The Vine Guy: Value in Languedoc

One of the largest wine producing areas in France is also one of the most often overlooked areas for quality wines. Many consumers are unaware that the wines from the Languedoc region in the south of France is blessed with some of the best growing conditions in Europe. A unique combination of soil, sun and influences from the Mediterranean Sea produce naturally healthy vineyards where pesticides and chemicals are rarely employed.

The proximity to the Mediterranean plays an important role in shaping the wines of the region since the maritime influences have a “leveling” effect on the climate in the Languedoc, protecting it from wide swings in weather conditions. This results in near consistent production from vintage to vintage. The temperate climate also allows the wines to be a little more approachable at a younger age.

This also is the area where many of France’s new wave of winemakers has been experimenting with various fermentation techniques. The innovations provided by some of these pioneers has resulted in better quality wines — most of which are blends — from such varietals as syrah, grenache and mourvedre and has raised the status of Languedoc wines on the international wine scene.

There are now 22 Appellation d’origine Controlees in Languedoc, including Limoux, Corbieres, Minervois and Saint Chinian. Here are just a few wines from this exceptional region consumers can explore with just a few sips. Retail prices are approximate.

The Limoux is an area known for predominantly white wines — both still and sparkling. As a matter of fact, there is evidence that the art of secondary bottle fermentation (that produces bubbles in the wine) was practiced in the region before it was known in Champagne. The 2007 Antech-Limoux Grande Reserva is a sparkling wine that uses a blend made up predominantly of mauzac with small amounts of chardonnay and chenin blanc added in. The mouth-filling palate features flavors of apricot, green apple and white fig. The tight bubbles carry additional notes of pear and nectarine across the persistent finish. At $17, it is a nice value for a sparkling wine.

With the 2007 vintage, the former Coteaux du Languedoc AOC officially became known as simply “AOC Languedoc.” This was done to make things simpler for the consumer as well as highlight the diversity of the area’s wines. At the center of this appellation is the lovely 2005 Mas Belles Eaux. This $20 red wine is mostly syrah based with 20 percent grenache and 10 percent mourvedre blended in. A huge blast of blueberry fruit on the nose leads to warm flavors of black fruit and spice on the palate. The firm tannins and ripe fruit allow the wine to be enjoyed young but also provide aging potential.

Another red wine blend from the Languedoc AOC, the 2007 Chateau Paul Mas Clos des Mures was my favorite wine of the flight. A syrah-based blend, this complex beauty delivers wonderful blackberry, black currant and baking spices on the front of the palate while notes of cocoa and melted black licorice jump in on the elegantly structured finish. At just $18, it is drinking like wines twice or three times the price.

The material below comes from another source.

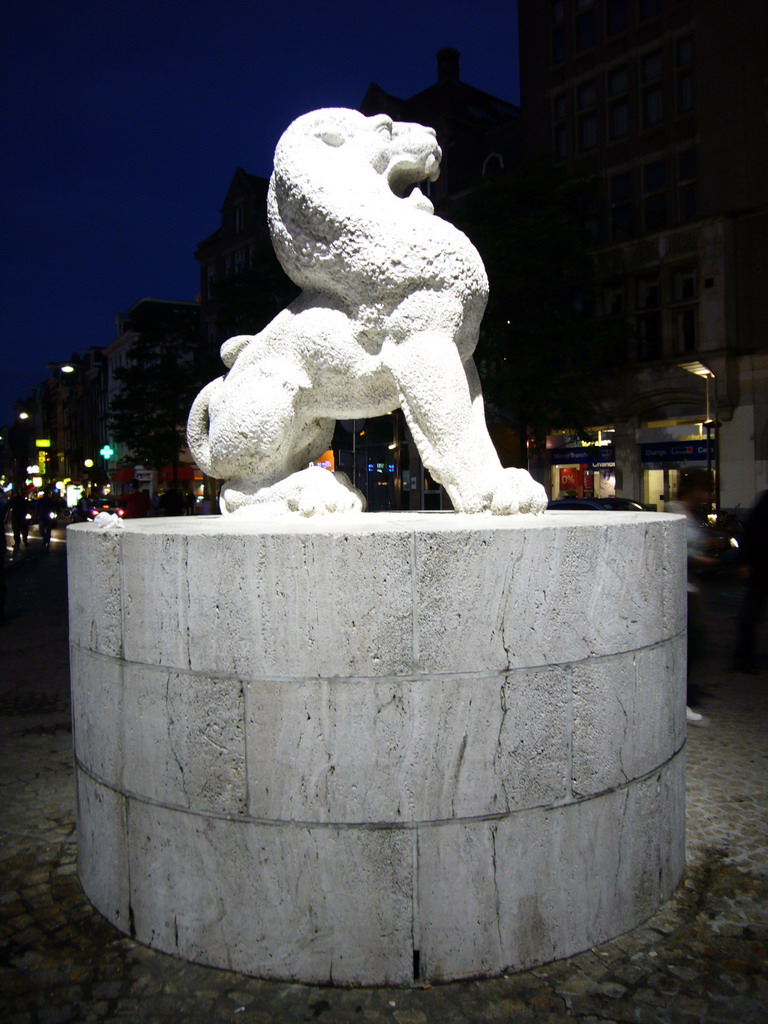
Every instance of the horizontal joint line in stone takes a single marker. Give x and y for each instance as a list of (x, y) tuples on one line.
[(372, 825), (416, 676)]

The Corbieres appellation is situated between the Pyrenees and Massif Central Mountains, where a diverse geological composition features soils that include shale, limestone, sandstone and marl. This complex terroir is evident in the 2007 Castelmaure Col des Vents — a blend of carignane, grenache and syrah — where aromas of ripe black cherry mix with scents of dried herbs on the fragrant bouquet. The mouth-watering flavors of ripe black fruit, smoked meat and rosemary notes fill out the entire palate while hints of wet stone add a profound touch of elegance on the medium-bodied finish. Hard to believe this wine is only $10 a bottle.

The 2005 Domaine du Grand Cres is a grenache based bombshell also from the Corbieres AOC. It is fermented on its skins for a remarkable three weeks and then aged for one year (50 percent of it in wood barrels). A pretty wine, featuring a soft bouquet of wild flowers and red raspberries that are mimicked on the palate. Additional flavors of wild strawberry and pomegranate fold in on the easy finish. A $14 value for a wine that drinks well now and for the next two years.

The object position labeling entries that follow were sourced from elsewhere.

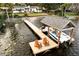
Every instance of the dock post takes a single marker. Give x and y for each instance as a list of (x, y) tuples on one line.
[(48, 31), (58, 34)]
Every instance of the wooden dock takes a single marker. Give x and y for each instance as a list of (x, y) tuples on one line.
[(52, 44)]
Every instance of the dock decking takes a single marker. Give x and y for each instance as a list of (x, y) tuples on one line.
[(52, 44)]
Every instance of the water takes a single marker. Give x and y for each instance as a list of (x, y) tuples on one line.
[(21, 46)]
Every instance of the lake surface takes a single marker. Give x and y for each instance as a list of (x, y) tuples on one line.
[(25, 35)]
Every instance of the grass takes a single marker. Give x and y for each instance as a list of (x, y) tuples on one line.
[(70, 14), (36, 14)]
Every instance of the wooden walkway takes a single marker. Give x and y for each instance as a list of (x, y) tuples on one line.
[(52, 44)]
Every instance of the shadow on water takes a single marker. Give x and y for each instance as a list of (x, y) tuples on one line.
[(26, 35)]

The vineyards of the Minervois appellation are spread across a natural geological amphitheater, bordered by the Canal du Midi to the south and the Montagne Noire to the north. The 2004 L’Ostal Cazes comes from the smaller Minervois la Liviniere AOC inside the Minervois region. While this remarkable blend of syrah, carignon, grenache and mourvedre produces a powerful-yet-seductive wine, it is the extraordinary balance between the black fruit flavors — blackberry, dark cherry and plum — and the velvety tannins that captivate the palate. The great structure and gorgeous finish justifies the $35 price tag.